Percentage of ICE detained people who have no criminal records
Executive summary
Current reporting from multiple research groups and news outlets converges on the conclusion that roughly seven in ten people held in ICE detention in late 2025–early 2026 had no U.S. criminal conviction on their record—most analyses place that share between about 69% and 75%—though precise figures vary by dataset and definitions used [1] [2] [3] [4].
1. What the headline numbers show: a large majority without U.S. convictions
Independent trackers and advocacy groups documented that the detained population surged in 2025 and that the composition shifted sharply toward people without criminal convictions; TRAC and the American Immigration Council reported roughly 73–75% of detainees had no criminal conviction as of late 2025, marking non‑criminal detainees as the single largest group in custody [1] [2]. The Guardian’s data reporting similarly stated that nearly 75% of the roughly 68,000 people held in mid‑December had no criminal convictions [4]. Cato Institute analyses and related writeups place comparable estimates—commonly cited figures are around 69–73% depending on whether “no criminal conviction” is measured among those arrested by ICE or among the total detained population [3] [5].
2. Why different sources give slightly different percentages
Differences in the headline percentages reflect definitional and timing issues: some counts look at the subset of people booked into custody following ICE arrests, others examine the daily average detained population, and agencies sometimes lump pending charges, immigration convictions (illegal entry/reentry), or foreign criminal records into broader categories that can skew interpretation [3] [6]. Reports also compare snapshots taken at different dates during a rapidly changing year—ICE population rose from roughly 40,000 to over 66,000 in 2025—so a November snapshot can differ materially from a mid‑December one [2] [7].

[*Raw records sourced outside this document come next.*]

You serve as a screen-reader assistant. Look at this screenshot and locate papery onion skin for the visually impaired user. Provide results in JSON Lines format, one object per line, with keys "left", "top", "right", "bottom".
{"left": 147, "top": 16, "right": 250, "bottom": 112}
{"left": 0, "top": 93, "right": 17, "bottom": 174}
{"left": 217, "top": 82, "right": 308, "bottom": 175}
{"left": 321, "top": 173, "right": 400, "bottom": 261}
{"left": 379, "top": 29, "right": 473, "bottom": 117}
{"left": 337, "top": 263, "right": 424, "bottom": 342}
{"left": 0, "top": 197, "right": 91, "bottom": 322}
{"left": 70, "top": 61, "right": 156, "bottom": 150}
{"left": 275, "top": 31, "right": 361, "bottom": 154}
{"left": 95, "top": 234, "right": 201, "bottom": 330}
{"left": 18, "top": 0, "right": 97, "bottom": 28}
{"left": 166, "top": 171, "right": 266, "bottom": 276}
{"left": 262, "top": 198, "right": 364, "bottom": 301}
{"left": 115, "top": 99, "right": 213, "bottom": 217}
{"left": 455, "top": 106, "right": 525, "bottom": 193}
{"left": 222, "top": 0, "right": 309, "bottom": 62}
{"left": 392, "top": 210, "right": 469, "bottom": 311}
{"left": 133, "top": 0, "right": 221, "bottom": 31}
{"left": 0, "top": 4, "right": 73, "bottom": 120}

3. What “no criminal record” means in these reports—and its limits
Most public analyses cite “no criminal convictions” as recorded in U.S. criminal databases or agency classifications; that excludes pending charges, foreign convictions not surfaced in U.S. records, and immigration convictions (e.g., illegal entry) that are civil rather than criminal in many contexts, all of which can be counted differently across datasets [3] [6]. Advocates and researchers warn that ICE’s public classifications and some media summaries can blur the line between having no U.S. criminal conviction and being free of any criminal history anywhere, so the higher‑end estimates (around 73–75%) reflect U.S. conviction status, not an exhaustive global criminality measure [1] [8].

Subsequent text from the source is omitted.